Quite some time ago, Kevin Carson posted excerpts from William Greene's Address of the Internationals thanks to the diligent historical work of Shawn Wilbur (whose transcriptions of important individualist texts are invaluable). I'm just now getting around to reading it (trying to clean out my "to read" list) but something struck me in Greene's denunciation of state privilege. When I've attacked the basis of corporate privilege in the past, defenders have countered that it's not a privilege per se because everybody is equally entitled to incorporate.
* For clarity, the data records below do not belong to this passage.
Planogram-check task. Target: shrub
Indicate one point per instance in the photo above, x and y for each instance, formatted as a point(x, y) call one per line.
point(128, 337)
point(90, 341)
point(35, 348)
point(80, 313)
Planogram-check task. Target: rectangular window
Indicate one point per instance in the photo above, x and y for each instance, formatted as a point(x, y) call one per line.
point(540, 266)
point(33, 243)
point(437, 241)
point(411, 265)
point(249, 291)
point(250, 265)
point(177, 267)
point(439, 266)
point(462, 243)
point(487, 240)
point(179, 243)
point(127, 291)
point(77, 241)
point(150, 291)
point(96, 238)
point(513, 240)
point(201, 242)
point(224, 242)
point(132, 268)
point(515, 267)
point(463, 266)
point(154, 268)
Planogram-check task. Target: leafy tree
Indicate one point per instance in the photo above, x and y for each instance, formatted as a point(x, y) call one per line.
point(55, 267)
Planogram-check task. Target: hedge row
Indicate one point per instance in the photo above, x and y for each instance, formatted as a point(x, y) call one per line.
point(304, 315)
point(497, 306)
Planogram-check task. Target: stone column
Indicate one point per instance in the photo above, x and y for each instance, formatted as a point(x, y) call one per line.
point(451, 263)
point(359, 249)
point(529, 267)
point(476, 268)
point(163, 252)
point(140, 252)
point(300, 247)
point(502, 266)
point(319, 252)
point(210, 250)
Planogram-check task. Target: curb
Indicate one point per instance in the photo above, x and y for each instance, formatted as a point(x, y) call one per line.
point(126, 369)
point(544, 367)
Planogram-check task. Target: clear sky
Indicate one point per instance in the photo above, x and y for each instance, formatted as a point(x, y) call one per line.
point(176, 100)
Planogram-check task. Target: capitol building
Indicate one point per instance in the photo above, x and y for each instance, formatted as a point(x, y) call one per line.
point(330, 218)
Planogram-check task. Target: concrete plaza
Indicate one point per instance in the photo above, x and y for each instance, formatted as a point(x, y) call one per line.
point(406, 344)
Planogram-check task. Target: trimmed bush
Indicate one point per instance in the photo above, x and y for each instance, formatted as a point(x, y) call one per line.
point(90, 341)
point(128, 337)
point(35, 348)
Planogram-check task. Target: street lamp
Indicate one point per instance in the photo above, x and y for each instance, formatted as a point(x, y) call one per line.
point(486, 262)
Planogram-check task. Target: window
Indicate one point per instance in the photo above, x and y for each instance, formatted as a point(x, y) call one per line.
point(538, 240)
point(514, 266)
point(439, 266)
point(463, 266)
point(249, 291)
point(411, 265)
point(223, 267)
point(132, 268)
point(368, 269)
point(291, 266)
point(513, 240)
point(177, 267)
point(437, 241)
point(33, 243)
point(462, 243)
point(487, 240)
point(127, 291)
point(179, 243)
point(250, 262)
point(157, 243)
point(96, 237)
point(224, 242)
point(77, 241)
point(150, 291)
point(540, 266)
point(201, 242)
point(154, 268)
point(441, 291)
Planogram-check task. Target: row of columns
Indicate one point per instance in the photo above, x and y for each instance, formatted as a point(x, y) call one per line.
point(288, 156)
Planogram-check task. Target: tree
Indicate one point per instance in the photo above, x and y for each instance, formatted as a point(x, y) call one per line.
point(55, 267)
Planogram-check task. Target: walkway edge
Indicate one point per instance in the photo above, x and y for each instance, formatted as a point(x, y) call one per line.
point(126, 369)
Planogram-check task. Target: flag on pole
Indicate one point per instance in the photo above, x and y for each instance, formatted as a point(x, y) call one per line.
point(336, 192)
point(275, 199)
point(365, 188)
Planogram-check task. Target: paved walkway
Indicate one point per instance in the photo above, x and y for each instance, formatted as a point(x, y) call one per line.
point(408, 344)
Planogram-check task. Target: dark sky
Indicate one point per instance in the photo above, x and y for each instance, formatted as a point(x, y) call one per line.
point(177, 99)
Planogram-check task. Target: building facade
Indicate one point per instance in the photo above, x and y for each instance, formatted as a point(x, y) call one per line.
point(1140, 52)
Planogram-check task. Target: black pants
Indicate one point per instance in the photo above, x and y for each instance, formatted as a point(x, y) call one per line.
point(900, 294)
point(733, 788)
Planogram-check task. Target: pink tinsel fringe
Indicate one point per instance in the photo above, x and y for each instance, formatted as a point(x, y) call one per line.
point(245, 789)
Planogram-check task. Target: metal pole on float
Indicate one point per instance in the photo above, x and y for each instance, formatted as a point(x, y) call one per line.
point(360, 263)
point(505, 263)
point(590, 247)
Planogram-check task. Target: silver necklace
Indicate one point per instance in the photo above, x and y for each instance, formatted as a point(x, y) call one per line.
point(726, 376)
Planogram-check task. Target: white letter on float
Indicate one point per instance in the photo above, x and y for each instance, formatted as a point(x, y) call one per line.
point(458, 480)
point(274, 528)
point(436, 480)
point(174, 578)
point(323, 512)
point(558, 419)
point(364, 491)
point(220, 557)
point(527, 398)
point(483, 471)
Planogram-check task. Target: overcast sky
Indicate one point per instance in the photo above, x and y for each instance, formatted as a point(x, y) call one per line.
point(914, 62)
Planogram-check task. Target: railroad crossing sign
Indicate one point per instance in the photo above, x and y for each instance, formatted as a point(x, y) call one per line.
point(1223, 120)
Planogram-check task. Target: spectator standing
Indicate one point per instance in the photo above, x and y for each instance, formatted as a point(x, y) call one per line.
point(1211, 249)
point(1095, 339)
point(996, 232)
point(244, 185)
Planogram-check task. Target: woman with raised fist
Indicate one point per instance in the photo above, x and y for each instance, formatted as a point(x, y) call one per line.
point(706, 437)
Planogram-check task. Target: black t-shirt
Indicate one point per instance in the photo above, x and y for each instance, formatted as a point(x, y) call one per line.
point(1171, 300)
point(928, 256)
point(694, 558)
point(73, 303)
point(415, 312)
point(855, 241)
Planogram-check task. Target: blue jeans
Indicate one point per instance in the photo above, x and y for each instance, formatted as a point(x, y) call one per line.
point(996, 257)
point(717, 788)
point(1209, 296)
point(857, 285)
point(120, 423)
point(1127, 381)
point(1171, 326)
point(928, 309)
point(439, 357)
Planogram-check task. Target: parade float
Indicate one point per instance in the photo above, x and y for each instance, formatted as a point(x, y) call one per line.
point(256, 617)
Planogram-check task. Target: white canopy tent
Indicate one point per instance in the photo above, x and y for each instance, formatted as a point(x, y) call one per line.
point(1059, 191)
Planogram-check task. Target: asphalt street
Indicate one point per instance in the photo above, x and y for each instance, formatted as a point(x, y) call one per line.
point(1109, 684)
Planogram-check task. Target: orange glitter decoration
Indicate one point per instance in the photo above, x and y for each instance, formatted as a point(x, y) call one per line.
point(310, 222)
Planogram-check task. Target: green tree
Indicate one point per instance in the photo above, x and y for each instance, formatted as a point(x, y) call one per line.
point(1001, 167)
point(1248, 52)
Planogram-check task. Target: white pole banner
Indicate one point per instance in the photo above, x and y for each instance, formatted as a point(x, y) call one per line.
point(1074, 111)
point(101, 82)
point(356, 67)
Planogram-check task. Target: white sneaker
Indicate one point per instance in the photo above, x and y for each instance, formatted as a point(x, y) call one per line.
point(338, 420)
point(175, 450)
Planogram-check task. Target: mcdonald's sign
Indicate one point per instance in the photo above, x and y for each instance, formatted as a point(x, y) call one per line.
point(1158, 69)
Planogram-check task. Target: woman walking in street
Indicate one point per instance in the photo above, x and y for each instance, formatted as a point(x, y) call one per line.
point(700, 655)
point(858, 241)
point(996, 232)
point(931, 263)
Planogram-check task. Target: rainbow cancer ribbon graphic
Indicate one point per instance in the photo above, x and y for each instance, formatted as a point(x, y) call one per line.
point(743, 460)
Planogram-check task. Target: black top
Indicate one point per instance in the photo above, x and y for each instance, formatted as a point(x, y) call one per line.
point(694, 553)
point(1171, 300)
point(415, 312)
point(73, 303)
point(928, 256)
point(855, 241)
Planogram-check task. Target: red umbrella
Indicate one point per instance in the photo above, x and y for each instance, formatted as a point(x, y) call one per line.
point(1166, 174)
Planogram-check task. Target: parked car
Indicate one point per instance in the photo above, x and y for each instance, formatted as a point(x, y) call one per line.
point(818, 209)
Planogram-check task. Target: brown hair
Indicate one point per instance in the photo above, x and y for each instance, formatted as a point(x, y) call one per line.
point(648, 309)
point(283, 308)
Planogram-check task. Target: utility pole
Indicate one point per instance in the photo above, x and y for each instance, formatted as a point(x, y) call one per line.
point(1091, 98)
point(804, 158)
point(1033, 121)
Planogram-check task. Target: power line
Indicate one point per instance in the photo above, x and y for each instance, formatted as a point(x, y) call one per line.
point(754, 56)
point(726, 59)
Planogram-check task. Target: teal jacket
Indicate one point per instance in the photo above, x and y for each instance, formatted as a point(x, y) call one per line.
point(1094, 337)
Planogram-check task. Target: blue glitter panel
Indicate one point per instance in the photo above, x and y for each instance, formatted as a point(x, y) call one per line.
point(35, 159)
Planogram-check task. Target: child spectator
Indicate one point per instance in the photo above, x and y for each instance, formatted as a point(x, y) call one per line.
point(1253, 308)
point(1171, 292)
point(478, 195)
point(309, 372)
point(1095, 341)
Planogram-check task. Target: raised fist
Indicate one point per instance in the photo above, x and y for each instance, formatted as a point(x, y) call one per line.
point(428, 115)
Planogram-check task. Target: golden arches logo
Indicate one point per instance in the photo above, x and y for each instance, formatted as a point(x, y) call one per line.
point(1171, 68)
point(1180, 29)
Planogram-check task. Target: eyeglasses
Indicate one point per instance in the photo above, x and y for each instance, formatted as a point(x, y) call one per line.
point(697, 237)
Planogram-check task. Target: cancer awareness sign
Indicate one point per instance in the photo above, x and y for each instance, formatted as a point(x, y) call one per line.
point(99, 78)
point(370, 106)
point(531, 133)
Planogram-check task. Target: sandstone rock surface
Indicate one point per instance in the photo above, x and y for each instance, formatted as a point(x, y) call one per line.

Greene, an important figure in the development of mutualism, clarifies why this kind of "equality" is not the basis of a just society:

What is required at the present time is not so much equality before the laws as equal laws: that is to say, laws that do not themselves bring forth and perpetuate inequality; for laws organizing privilege have not, of necessity, a respect for particular persons; since they may have the effect to render it inevitable that a privileged class shall exist, without themselves designating the persons who are to compose that class. The privileged man of the period may say, "I took the world as I found it; and by taking the world as I took it, since we both of us have to deal with the same world, you also may perhaps, if you show the same talent, diligence, and perseverance that I showed, attain to a position similar to the one I hold. There is equality after all; for every one of us faces the same chances." The college sophomore may say to the freshman, "I kick you in accordance with time-honored custom; but I, also, was kicked, in my time, by my predecessors; and, if you wait patiently, you may, in your turn, kick your successors. There is an equality in the matter; for, ultimately, all kick, and all are kicked." Would there not be a better equality, and at the same time more justice and more dignity, if no one should kick, and no one should be kicked? Justice-not equal chances in injustice, not the satisfaction of knowing that you may, if you have luck, bite as much as you are bitten, and eat as much as you are eaten-ought to govern the world....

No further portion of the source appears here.